Three sharp knocks turned Gennie’s attention from the mirror. She obscured her wild mass of sun-and-sea-abused hair under a broad-brimmed cavalier hat, scanned the room once more and swept a black coat from a chair onto her back.
She swung the door open expecting to be eye-to-eye with the owner of the shirt she had donned.
“What?” Gennie added with ferocity, as she elevated her gaze roughly two feet above her head.
“Expecting a little whelp returning for more abuse, Captain?” The sarcasm was more than perceptible and had it come from anyone other than her most trusted first mate, it would have justified heavy reprimand.
Instead, Gennie smirked. “Possibly. Did you drag him back for me?

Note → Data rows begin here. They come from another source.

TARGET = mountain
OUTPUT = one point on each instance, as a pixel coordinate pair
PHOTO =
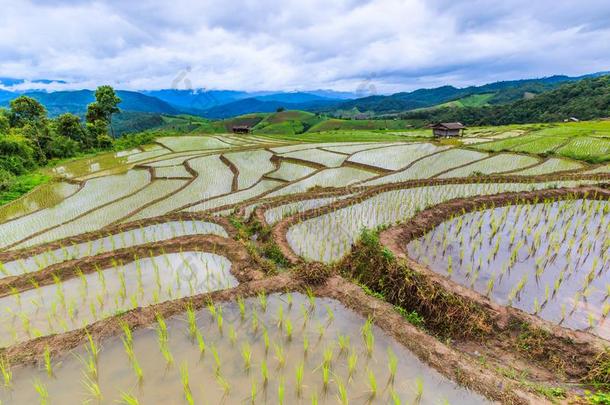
(76, 102)
(499, 93)
(293, 98)
(251, 105)
(196, 100)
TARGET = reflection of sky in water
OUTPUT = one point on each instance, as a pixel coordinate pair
(567, 245)
(162, 384)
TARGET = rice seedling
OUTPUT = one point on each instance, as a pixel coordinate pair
(419, 389)
(47, 361)
(184, 377)
(372, 383)
(514, 249)
(246, 354)
(7, 374)
(281, 391)
(92, 387)
(43, 393)
(333, 367)
(128, 399)
(392, 365)
(264, 372)
(253, 391)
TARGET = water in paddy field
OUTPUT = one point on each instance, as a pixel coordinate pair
(138, 236)
(549, 259)
(222, 375)
(80, 301)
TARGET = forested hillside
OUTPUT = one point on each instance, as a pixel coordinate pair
(585, 100)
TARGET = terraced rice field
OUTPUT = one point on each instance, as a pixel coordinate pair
(121, 283)
(329, 236)
(547, 259)
(82, 300)
(277, 349)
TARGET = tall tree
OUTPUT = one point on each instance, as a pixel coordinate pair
(26, 110)
(69, 126)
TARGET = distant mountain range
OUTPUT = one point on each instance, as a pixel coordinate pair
(217, 104)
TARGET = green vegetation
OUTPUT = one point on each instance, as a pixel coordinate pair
(21, 185)
(352, 136)
(586, 99)
(29, 139)
(588, 140)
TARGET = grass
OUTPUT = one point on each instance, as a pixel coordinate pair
(353, 136)
(21, 185)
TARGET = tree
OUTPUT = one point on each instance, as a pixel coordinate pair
(62, 147)
(105, 104)
(5, 123)
(94, 113)
(26, 110)
(69, 126)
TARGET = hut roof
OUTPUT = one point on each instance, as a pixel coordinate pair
(449, 125)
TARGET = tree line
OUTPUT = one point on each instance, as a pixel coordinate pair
(586, 99)
(29, 138)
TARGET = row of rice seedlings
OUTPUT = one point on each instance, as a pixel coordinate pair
(327, 238)
(547, 257)
(79, 301)
(110, 243)
(344, 362)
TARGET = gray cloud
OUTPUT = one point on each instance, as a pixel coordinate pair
(273, 45)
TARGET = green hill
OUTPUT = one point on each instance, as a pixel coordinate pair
(586, 100)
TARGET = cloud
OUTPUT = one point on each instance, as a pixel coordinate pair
(285, 45)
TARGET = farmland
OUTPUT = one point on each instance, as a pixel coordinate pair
(307, 263)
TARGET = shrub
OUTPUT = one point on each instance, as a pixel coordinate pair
(62, 147)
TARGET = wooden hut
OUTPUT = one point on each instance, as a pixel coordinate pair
(241, 129)
(447, 129)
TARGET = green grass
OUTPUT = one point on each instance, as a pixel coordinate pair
(287, 122)
(540, 144)
(588, 141)
(475, 100)
(21, 185)
(352, 136)
(335, 124)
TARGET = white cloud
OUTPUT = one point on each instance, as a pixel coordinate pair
(272, 44)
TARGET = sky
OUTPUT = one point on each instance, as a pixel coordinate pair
(374, 46)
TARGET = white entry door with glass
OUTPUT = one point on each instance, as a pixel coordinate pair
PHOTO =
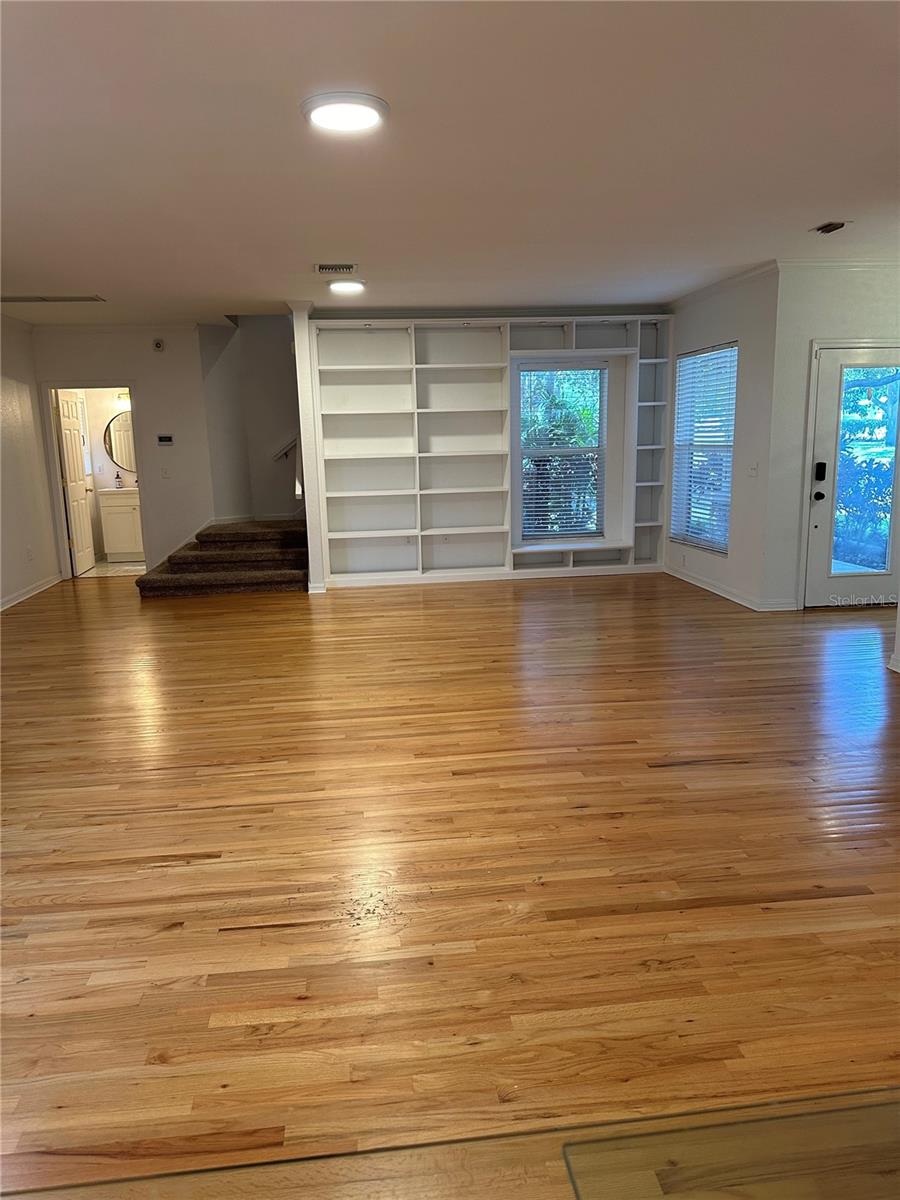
(852, 552)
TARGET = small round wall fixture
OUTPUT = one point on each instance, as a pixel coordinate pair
(347, 287)
(345, 112)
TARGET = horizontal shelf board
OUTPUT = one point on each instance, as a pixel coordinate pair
(343, 534)
(487, 573)
(460, 366)
(443, 532)
(451, 412)
(463, 454)
(372, 367)
(372, 495)
(545, 547)
(461, 491)
(570, 353)
(342, 579)
(354, 457)
(372, 412)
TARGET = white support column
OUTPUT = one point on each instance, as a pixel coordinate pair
(309, 451)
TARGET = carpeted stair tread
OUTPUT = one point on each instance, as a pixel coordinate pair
(235, 556)
(286, 533)
(219, 556)
(162, 581)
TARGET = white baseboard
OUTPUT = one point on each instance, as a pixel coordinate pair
(24, 593)
(747, 601)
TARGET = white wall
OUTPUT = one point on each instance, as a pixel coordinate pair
(28, 540)
(744, 311)
(221, 367)
(815, 303)
(167, 397)
(270, 412)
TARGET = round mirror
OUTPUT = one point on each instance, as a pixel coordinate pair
(119, 443)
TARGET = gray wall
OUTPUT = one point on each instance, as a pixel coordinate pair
(28, 541)
(220, 365)
(270, 412)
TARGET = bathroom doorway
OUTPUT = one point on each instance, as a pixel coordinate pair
(99, 474)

Truth be told, I think the gentleman enjoyed his penalty.”
“Aye, I imagine so.” The first mate’s pale green eyes winked down at her. “But no, I set the lad on other tasks.”
“I’ll have it from you then?” Gennie laid a finger on the man’s chest and awaited the familiar rise of brows as he interpreted with ease the duality in her every utterance.
Marrick had watched the once innocent French miss turn cunning pirate. He hoped for the more pleasurable meanings of Gennie’s words, but by now knew better.
“Our position, sir.” She tapped him with yet another innuendo.
“You are referring to the ship, of course, captain.”
“What did you imagine I meant, Mr. Marrick?”
Marrick shook his head. “Two days.”
The statement drew a beam to Gennie’s eye.
“If we stay our course and the winds stay fair.” Marrick gave a slight incline of his head in response.
“Bien.” A broad grin spread her round face and displayed her one chipped front tooth in an otherwise glittering smile.
Five years. Gennie had explored seas and islands in search of select acquaintances as a most capable and trusted crew. Topolis was where she anticipated she would find the last. She would complete this extensive quest, then, fresh exploits would beckon her Ecstasy.
Gennie stepped into the frame of the door, forcing Marrick’s position to shift and permit her course. She allowed, for a breath, their bodies to caress in the narrow space, furnishing memories all but as close as what could have been had the past been different and the future more certain.